12:15 pm - 2:00 pm PDT

Lunch

Aug 13

2:00 pm - 2:45 pm PDT

Active Product Development

Presented by: Santiago Oliveros (University of Bristol)

We introduce a dynamic model in which a developer incrementally improves a product of uncertain quality over time, with the quality evolving as a controlled Brownian motion. At each moment in time, the developer can continue exploring by paying a flow cost, restart from a previously attained quality level by paying a fixed cost, or terminate the process by either freely abandoning the project or by incurring a cost to launch the highest quality observed so far. The optimal strategy is characterized by a free boundary of an impulse-controlled Brownian motion, reflecting how the developer’s tolerance for setbacks evolves over time in three distinct stages. In the early stage, setbacks lead to project termination; in the intermediate stage, unsuccessful paths serve as learning opportunities, leading to strategic restarts; and in the final stage, the product is inevitably launched, with further improvements enhancing its final quality in a final push. Our model captures the role of active decision-making in managing uncertainty through a true process of trial and error that can be reversed when necessary. The results highlight the essential interplay of persistence and chance, demonstrating that success hinges not only on avoiding prolonged failure but also on the precise timing of interventions.

Aug 13

2:45 pm - 3:15 pm PDT

Coffee Break

Aug 13

3:15 pm - 4:00 pm PDT

AI in Action: Algorithmic Learning with Strategic Consumers

Presented by: Stephan Waizmann (Yale University)

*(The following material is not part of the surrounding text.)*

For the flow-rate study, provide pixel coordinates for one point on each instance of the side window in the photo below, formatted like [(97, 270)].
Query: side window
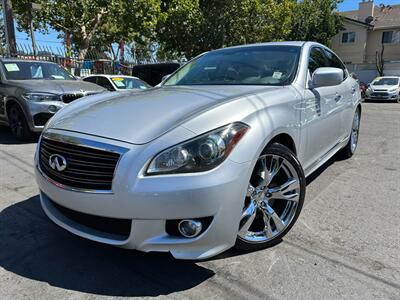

This paper investigates the impact of artificial intelligence on the interaction between firms and consumers. It focuses on the use of learning algorithms in environments with strategic consumers — where learning must occur in the face of consumers who best-respond and adapt their behavior. An algorithm is transparent if consumers observe its inputs, whereas it is opaque if consumers do not observe its inputs. The main results are as follows. First, opaque algorithms perform better for the firm than transparent ones. In contrast to a transparent algorithm, an opaque algorithm learns the optimal policy and maximizes long-run profits. Second, opaque algorithms outperform transparent ones in terms of consumer welfare in important applications. That is, consumers may benefit from having less information about the algorithm’s inputs. Third, whether the firm benefits from using an algorithm instead of behaving strategically depends on consumers’ information about the algorithm’s inputs. When the algorithm is opaque, it yields higher payoffs than a fully strategic firm.

Aug 13

4:00 pm - 4:30 pm PDT

Coffee Break

Aug 13

4:30 pm - 5:15 pm PDT

Ads in Conversations

Presented by: Martino Banchio (Bocconi University and Google Research)
Aranyak Mehta (Google Research) and Andres Perlroth (Google Research)

We study the optimal placement of advertisements for interactive platforms like conversational AI assistants. Importantly, conversations add a feature absent in canon-ical search markets — time. The evolution of a conversation is informative about ad qualities, thus a platform could delay ad delivery to improve selection. However, de-lay endogenously shapes the supply of quality ads, possibly affecting revenue. We characterize the equilibria of first- and second-price auctions where the platform can commit to the auction format but not to its timing. We document sharp differences in the mechanisms’ outcomes: first-price auctions are efficient but delay ad delivery, while second-price auctions avoid delay but allocate inefficiently. Revenue may be ar-bitrarily larger in a second-price auction than in a first-price auction. Optimal reserve prices alleviate these differences but flip the revenue ordering.